同じ演算に対して複数のチェックが実行される場合、Code Prover はそれらを特定の順序で実行します。チェックの順序が重要となるのは、いずれかのチェックがグリーンでない場合のみです。チェックがレッドの場合、その後のチェックは実行されません。チェックがオレンジの場合、その後のチェックは絞り込まれた値のセットに対して実行されます。詳細は、レッド チェックおよびオレンジ チェック以降の Code Prover 解析を参照してください。

簡単な例は、ポインターのデリファレンスに対するチェックの順序です。Code Prover は最初にポインターが初期化されているかどうかをチェックした後、ポインターが有効な場所を指しているかどうかをチェックします。チェック [不適切にデリファレンスされたポインター] は、チェック [未初期化ローカル変数] の後に実行されます。

二項演算のいずれかのオペランドが浮動小数点変数の場合、Code Prover は演算に対しこの順序でチェックを実行します。

  1. 浮動小数点での無効な演算: 非有限の浮動小数点を考慮するオプションを有効にしている場合、このチェックでは、演算結果が NaN になる可能性があるかどうかを判別します。

  2. オーバーフロー: このチェックでは、結果がオーバーフローするかどうかを判別します。

    非有限の浮動小数点を考慮するオプションを有効にしている場合、このチェックでは、演算結果が無限大になる可能性があるかどうかを判別します。

  3. 非正規浮動小数点: 非正規検出モードを有効にしている場合、このチェックでは、演算結果が非正規値になる可能性があるかどうかを判別します。

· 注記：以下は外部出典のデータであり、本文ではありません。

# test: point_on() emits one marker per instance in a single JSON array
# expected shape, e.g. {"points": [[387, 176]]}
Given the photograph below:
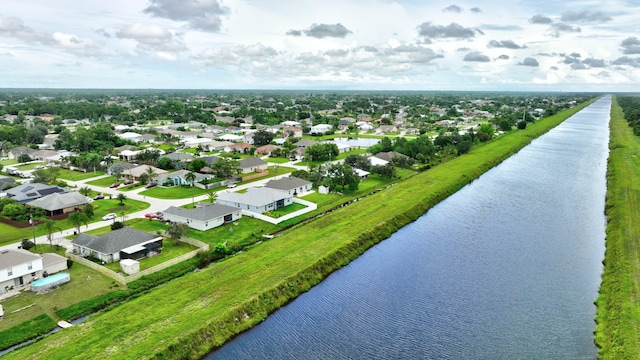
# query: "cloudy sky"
{"points": [[559, 45]]}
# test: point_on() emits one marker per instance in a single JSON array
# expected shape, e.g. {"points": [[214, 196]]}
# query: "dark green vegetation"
{"points": [[618, 317], [199, 311]]}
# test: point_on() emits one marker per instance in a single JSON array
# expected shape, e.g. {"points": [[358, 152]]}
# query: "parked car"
{"points": [[109, 216]]}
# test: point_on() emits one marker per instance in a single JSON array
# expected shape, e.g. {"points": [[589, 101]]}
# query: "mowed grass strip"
{"points": [[618, 316], [211, 303]]}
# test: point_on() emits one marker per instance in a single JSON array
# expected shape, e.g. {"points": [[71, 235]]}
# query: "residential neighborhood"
{"points": [[124, 191]]}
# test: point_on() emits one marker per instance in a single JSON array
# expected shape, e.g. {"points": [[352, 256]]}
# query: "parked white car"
{"points": [[109, 216]]}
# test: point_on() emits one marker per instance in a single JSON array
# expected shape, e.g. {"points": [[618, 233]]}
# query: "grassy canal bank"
{"points": [[194, 314], [618, 331]]}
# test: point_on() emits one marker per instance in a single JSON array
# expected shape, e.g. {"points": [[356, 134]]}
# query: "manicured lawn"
{"points": [[78, 289], [237, 293], [277, 160], [104, 182], [618, 315], [293, 207], [73, 175], [9, 162], [176, 192], [28, 166], [169, 251]]}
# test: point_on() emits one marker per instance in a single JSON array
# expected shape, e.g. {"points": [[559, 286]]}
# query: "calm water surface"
{"points": [[507, 268]]}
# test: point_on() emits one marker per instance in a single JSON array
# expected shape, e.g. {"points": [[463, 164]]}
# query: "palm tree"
{"points": [[77, 219], [50, 227], [150, 173]]}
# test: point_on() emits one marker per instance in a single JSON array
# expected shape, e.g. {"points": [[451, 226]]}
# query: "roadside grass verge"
{"points": [[73, 175], [198, 312], [77, 289], [618, 316]]}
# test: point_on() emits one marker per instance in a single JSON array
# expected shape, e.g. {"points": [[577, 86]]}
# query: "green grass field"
{"points": [[200, 311], [618, 332], [79, 288], [73, 175]]}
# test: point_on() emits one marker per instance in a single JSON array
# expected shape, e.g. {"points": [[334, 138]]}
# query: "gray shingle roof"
{"points": [[255, 196], [57, 201], [114, 241], [251, 162], [287, 183], [10, 258], [32, 191], [202, 213]]}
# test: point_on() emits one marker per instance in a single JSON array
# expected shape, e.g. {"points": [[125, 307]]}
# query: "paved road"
{"points": [[155, 205]]}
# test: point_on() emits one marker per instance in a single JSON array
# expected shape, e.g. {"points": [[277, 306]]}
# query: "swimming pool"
{"points": [[50, 282]]}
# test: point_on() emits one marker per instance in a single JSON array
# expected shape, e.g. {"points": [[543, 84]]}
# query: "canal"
{"points": [[506, 268]]}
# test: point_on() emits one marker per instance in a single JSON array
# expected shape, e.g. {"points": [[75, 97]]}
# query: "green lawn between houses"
{"points": [[200, 311], [618, 332], [84, 284]]}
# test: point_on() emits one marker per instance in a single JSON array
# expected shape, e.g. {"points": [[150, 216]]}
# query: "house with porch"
{"points": [[292, 185], [257, 200], [204, 216], [123, 243], [60, 203], [26, 193], [18, 268], [253, 165]]}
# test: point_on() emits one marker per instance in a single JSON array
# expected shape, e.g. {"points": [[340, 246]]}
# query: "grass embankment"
{"points": [[198, 312], [618, 332]]}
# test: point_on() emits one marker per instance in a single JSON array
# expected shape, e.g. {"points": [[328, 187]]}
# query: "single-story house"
{"points": [[178, 177], [203, 217], [135, 173], [28, 192], [123, 243], [179, 156], [238, 147], [131, 136], [321, 129], [253, 165], [256, 199], [18, 267], [6, 181], [292, 185], [17, 151], [267, 149], [60, 203]]}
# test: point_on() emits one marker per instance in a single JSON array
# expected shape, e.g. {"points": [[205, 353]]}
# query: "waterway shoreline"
{"points": [[281, 270], [618, 315]]}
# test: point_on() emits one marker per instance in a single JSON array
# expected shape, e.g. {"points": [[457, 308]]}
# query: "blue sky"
{"points": [[544, 45]]}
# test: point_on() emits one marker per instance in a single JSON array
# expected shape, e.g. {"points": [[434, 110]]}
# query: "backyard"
{"points": [[85, 283]]}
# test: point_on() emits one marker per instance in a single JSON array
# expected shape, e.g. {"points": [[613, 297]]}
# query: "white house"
{"points": [[203, 217], [321, 129], [256, 199], [18, 268], [292, 185]]}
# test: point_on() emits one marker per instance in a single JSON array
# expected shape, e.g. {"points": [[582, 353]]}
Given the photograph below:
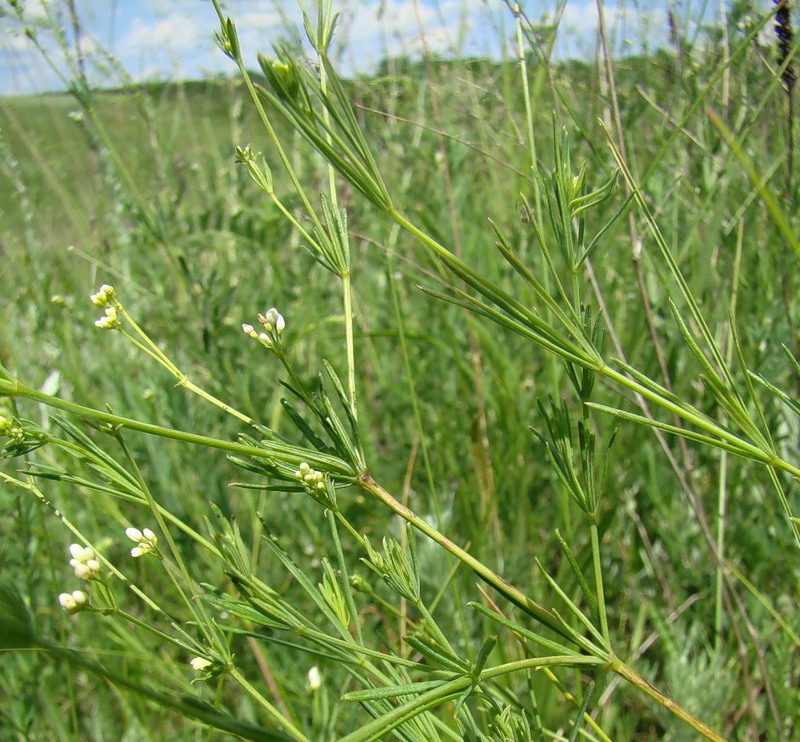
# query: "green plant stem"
{"points": [[347, 300], [275, 716], [598, 583], [196, 610], [674, 708], [190, 710], [151, 349], [269, 450], [515, 595]]}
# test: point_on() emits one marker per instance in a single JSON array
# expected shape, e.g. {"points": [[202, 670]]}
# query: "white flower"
{"points": [[81, 553], [199, 664], [310, 477], [73, 602], [104, 296], [83, 561], [145, 541], [109, 321]]}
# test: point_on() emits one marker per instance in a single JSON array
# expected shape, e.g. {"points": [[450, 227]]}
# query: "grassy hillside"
{"points": [[468, 413]]}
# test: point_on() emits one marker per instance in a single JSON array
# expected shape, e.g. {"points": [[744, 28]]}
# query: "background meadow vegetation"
{"points": [[139, 187]]}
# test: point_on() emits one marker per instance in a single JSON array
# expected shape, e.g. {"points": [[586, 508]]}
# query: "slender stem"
{"points": [[347, 299], [674, 708], [274, 715], [515, 595], [187, 709], [598, 583], [268, 450]]}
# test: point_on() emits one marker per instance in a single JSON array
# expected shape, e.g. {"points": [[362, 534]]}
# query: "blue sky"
{"points": [[172, 39]]}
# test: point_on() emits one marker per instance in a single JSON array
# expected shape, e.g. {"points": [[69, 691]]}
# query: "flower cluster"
{"points": [[311, 478], [84, 562], [73, 602], [199, 664], [273, 324], [145, 541], [106, 296], [109, 321], [7, 427]]}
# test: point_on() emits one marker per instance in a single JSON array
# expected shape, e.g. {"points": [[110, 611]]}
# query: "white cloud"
{"points": [[174, 33]]}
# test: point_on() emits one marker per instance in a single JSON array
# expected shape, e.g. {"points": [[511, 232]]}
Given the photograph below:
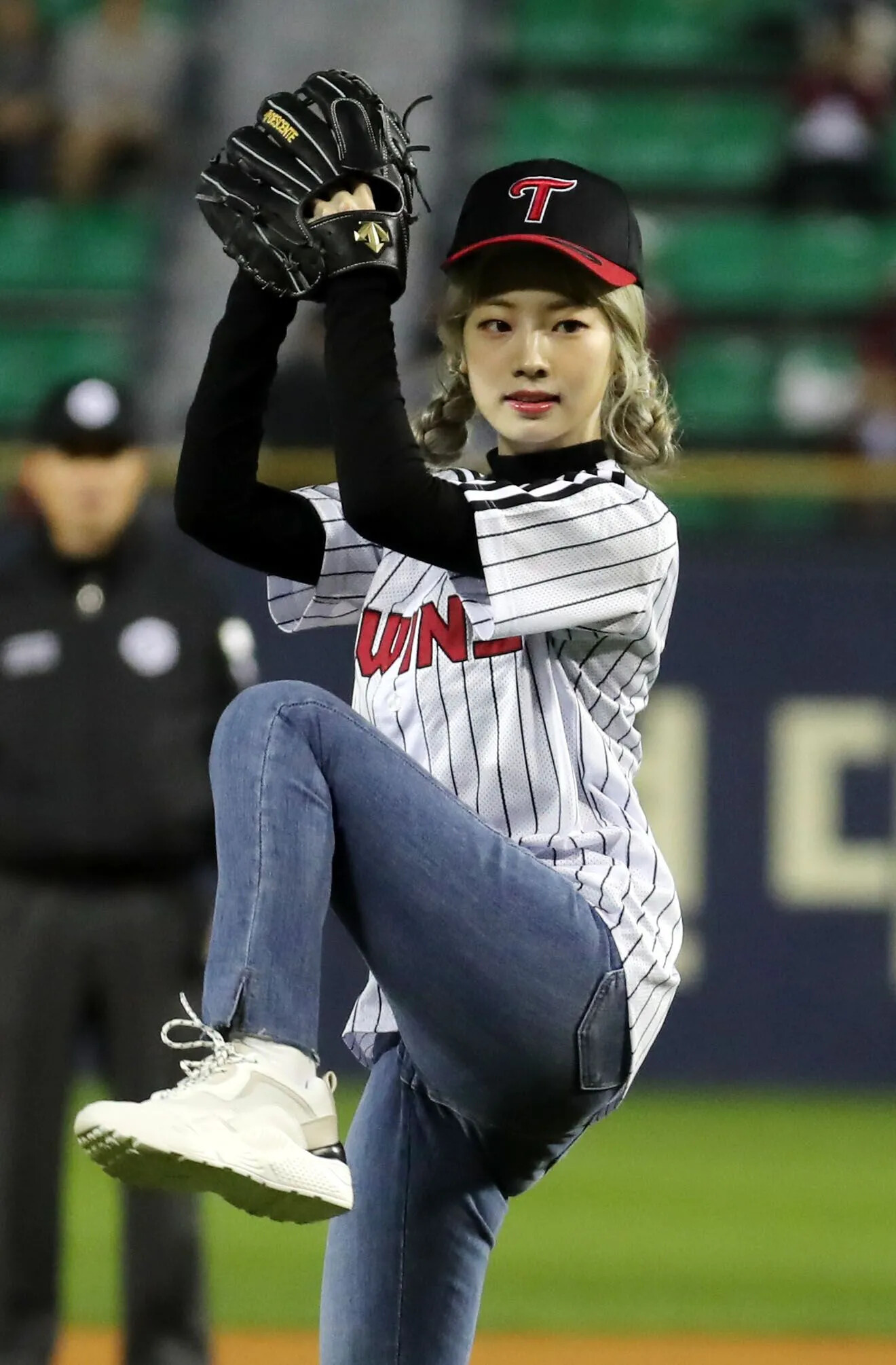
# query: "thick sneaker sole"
{"points": [[301, 1189]]}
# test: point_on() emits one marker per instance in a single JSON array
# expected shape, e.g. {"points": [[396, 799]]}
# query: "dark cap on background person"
{"points": [[558, 205], [86, 417]]}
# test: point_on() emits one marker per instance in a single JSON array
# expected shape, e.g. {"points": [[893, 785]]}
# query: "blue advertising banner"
{"points": [[768, 776]]}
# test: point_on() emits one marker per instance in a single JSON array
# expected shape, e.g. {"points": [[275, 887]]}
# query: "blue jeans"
{"points": [[506, 986]]}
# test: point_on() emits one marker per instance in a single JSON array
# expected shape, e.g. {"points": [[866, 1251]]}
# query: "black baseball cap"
{"points": [[554, 204], [86, 417]]}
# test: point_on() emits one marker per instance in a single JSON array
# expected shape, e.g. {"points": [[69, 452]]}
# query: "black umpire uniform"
{"points": [[112, 676]]}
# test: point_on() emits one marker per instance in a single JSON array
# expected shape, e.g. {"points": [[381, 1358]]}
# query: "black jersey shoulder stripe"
{"points": [[598, 570], [301, 589], [331, 616], [584, 543], [591, 597], [534, 496], [573, 516], [347, 574]]}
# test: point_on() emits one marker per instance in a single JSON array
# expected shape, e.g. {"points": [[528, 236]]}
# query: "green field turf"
{"points": [[685, 1211]]}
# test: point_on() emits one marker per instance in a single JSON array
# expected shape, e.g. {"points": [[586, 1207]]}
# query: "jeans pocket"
{"points": [[603, 1035]]}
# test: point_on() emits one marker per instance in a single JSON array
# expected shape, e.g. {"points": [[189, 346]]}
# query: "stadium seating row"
{"points": [[47, 247], [644, 33], [726, 384], [662, 141], [748, 388], [760, 263], [32, 359], [59, 12]]}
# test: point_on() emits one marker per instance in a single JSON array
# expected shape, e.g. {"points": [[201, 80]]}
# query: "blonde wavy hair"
{"points": [[637, 416]]}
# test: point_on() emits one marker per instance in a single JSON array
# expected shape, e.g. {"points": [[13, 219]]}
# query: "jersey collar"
{"points": [[546, 465]]}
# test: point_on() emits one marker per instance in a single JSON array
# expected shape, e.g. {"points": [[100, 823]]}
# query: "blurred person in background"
{"points": [[115, 665], [117, 77], [25, 104], [876, 417], [843, 98]]}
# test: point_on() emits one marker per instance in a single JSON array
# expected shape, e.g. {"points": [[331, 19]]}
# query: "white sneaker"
{"points": [[231, 1127]]}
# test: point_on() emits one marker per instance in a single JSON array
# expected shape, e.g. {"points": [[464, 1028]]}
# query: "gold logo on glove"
{"points": [[374, 235], [280, 124]]}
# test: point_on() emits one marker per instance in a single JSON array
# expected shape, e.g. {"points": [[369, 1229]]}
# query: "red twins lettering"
{"points": [[430, 630], [540, 187]]}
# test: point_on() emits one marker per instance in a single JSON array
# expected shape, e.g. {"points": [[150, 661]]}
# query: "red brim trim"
{"points": [[598, 265]]}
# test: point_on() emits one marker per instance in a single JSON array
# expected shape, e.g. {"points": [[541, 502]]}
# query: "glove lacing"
{"points": [[408, 166], [200, 1069]]}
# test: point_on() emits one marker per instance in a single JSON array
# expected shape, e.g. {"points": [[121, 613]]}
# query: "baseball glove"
{"points": [[332, 132]]}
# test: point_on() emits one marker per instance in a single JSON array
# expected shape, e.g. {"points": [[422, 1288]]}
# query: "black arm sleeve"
{"points": [[217, 497], [388, 492]]}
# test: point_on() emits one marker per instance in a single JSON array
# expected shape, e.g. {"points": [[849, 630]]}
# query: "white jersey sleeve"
{"points": [[350, 564], [585, 549]]}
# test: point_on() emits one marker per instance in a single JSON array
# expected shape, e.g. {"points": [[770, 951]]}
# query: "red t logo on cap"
{"points": [[542, 189]]}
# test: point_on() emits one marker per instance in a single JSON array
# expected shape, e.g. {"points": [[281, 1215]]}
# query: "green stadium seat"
{"points": [[652, 33], [60, 12], [704, 141], [759, 263], [723, 388], [717, 261], [102, 247], [32, 359], [109, 247], [829, 262]]}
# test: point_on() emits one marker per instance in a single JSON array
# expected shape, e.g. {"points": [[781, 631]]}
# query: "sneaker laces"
{"points": [[200, 1069]]}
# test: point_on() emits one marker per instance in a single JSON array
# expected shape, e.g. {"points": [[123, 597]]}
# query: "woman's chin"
{"points": [[532, 435]]}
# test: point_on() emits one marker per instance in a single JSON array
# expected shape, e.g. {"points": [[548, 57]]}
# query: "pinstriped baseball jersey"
{"points": [[521, 691]]}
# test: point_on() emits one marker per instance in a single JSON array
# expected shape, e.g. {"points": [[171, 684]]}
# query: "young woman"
{"points": [[472, 816]]}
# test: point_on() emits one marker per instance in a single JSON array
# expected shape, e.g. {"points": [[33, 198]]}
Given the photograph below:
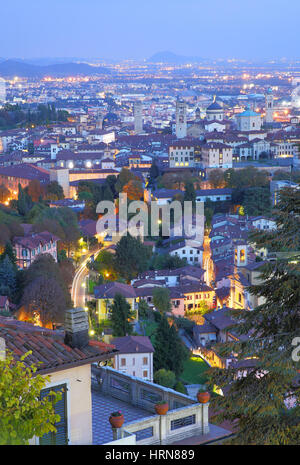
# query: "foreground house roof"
{"points": [[49, 352], [133, 344]]}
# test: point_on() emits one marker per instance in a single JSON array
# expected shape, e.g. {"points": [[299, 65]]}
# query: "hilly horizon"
{"points": [[11, 68]]}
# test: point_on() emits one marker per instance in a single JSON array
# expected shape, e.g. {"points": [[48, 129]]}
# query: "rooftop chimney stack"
{"points": [[76, 328]]}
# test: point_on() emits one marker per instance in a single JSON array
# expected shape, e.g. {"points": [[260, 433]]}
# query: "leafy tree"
{"points": [[105, 265], [45, 266], [7, 277], [161, 299], [265, 403], [124, 177], [23, 414], [24, 202], [246, 177], [153, 174], [121, 314], [61, 222], [44, 300], [134, 189], [54, 191], [4, 193], [131, 257], [257, 201], [35, 190], [165, 378], [170, 352], [166, 261], [10, 253], [189, 193], [144, 311], [216, 178]]}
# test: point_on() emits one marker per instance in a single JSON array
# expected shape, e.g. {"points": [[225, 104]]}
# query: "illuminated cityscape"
{"points": [[149, 230]]}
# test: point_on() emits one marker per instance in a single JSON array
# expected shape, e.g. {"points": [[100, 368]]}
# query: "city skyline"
{"points": [[135, 30]]}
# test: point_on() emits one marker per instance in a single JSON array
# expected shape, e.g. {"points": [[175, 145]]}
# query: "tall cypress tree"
{"points": [[265, 403], [170, 352], [120, 316]]}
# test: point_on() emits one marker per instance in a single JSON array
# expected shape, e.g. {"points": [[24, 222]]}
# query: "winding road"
{"points": [[78, 290]]}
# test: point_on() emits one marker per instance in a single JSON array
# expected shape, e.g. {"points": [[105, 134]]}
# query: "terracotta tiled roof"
{"points": [[110, 290], [49, 352], [133, 344]]}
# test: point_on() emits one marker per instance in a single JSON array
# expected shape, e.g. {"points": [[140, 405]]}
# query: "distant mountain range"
{"points": [[11, 68], [173, 58]]}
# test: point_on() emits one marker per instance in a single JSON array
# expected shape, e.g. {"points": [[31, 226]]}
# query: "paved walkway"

たとえば、無限大、NaN および非正規の結果を禁止するオプションを有効にしているとします。この例では、演算 y = x + 0; が 3 つすべての問題についてチェックされます。演算はレッドで表示されますが、オレンジの [浮動小数点での無効な演算] チェック、オレンジの [オーバーフロー] チェックおよびレッドの [非正規浮動小数点] チェックの 3 つのチェックで構成されています。

#include <float.h>
#include <assert.h>

double input();

int main() {
  double x = input();
  double y;
  assert (x != x || x > DBL_MAX  || (x > 0. && x < DBL_MIN));
  y = x + 0.;
  return 0;
}

+ 演算において、x は次の 3 つの値グループに入る可能性があります。x が NaN、x > DBL_MAX および x > 0. && x < DBL_MIN です。

チェックは以下の順序で実行されます。

  1. 浮動小数点での無効な演算: 1 つの実行パスで xNaN になる可能性を考慮するので、チェックはオレンジになります。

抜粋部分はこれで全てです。